Books of Consequence: A very interesting novel with a nonfictional feel called Left Neglected, by Lisa Genova. The author has a Ph.D. in neuroscience from Harvard and is obviously putting her studies to good use. The basic bones of the story have to do with the impact of a traumatic brain injury on the quintessential Type-A superwoman: workaholic, mother of 3, torn between the demands of both roles and convinced she’s failing at both. She crashes her car on a rainy morning as she’s on her way to work, late for a meeting and held up by a traffic jam; to make good use of her time, she fishes out her cell phone to review her email, loses control of her car, and wakes up 8 days later, with a good chunk of her right brain damaged. She has a condition called “left neglect” (scientists among us: I think this is sometimes called Hemispatial neglect, also called hemiagnosia, hemineglect, unilateral neglect, spatial neglect, unilateral visual inattention,[1] hemi-inattention [1] or neglect syndrome, according to the Gospel of Wikipedia). She can no longer see anything to her left and cannot feel anything on the left side of her body. Otherwise, her sight is fine. It’s just that there’s only half the field to see, and it’s unlikely things will improve. She can’t read because she sees only half the page, if people stand on the left side of her hospital bed, she can’t see them, when she puts on makeup, she only puts it on the right side of her face because there IS no left side to see. When she forces herself to position her left arm so it’s within the right side of her sight line, she recognizes things like her wedding ring or her watch, but she can’t figure out why they are on someone else’s arm/hand. The book was recommended to me by someone who thought it sounded like what has happened to my dear friend Ben—Bethie, you may have missed this but he had a massive stroke last fall and now is “blind” except that he can see perfectly well in the instant he’s looking but the messages don’t reach his brain, so in a second, it’s gone. He can’t retain anything he’s seen. Dorothy and Garrett are turning up this weekend, and as my local medical consultants since Bethie left us behind, will know whether this diagnosis is accurate or not. In the meantime, and unrelated to Ben’s situation, it’s a fascinating book.
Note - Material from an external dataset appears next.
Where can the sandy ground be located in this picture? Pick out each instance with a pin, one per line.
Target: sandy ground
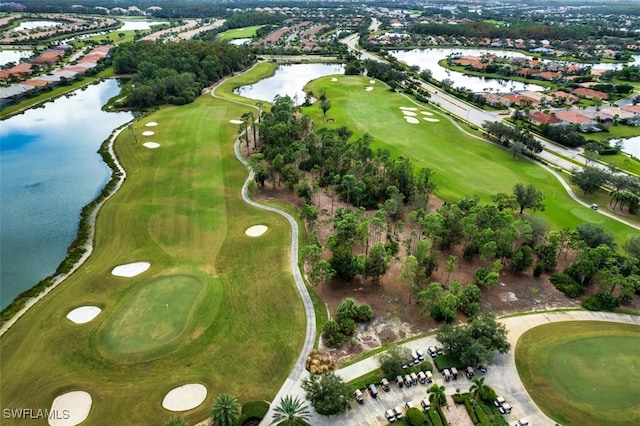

Books of Inconsequence: I have mentioned that the library’s stash of eBooks and audio books is fairly limited at the moment, so I am kid of stuck with books I might not be desperate to read. Last week, I read Blacklist by Sara Paretsky; haven’t read her in years. It was entertaining, not great. And then I read a young-adult book written by Wendy Lichtman, someone I met briefly when I was 18 and she was the best college friend of my high school best friend. Fast forward 47 years and she reappears as a Berkeley writer. She's doing a series of books called Do the Math with a 14-year old girl who solves mysteries based on mathematical principles. Pretty entertaining—did we not predict that the next genre of mysteries would be mysteries with pre-teen detectives? We are so on-trend, as Nina Garcia would say, condescendingly.


The worst Book of Inconsequence is Barbara Walters’ autobiography (hey, it was free), called Auditions. Don’t even bother. The End.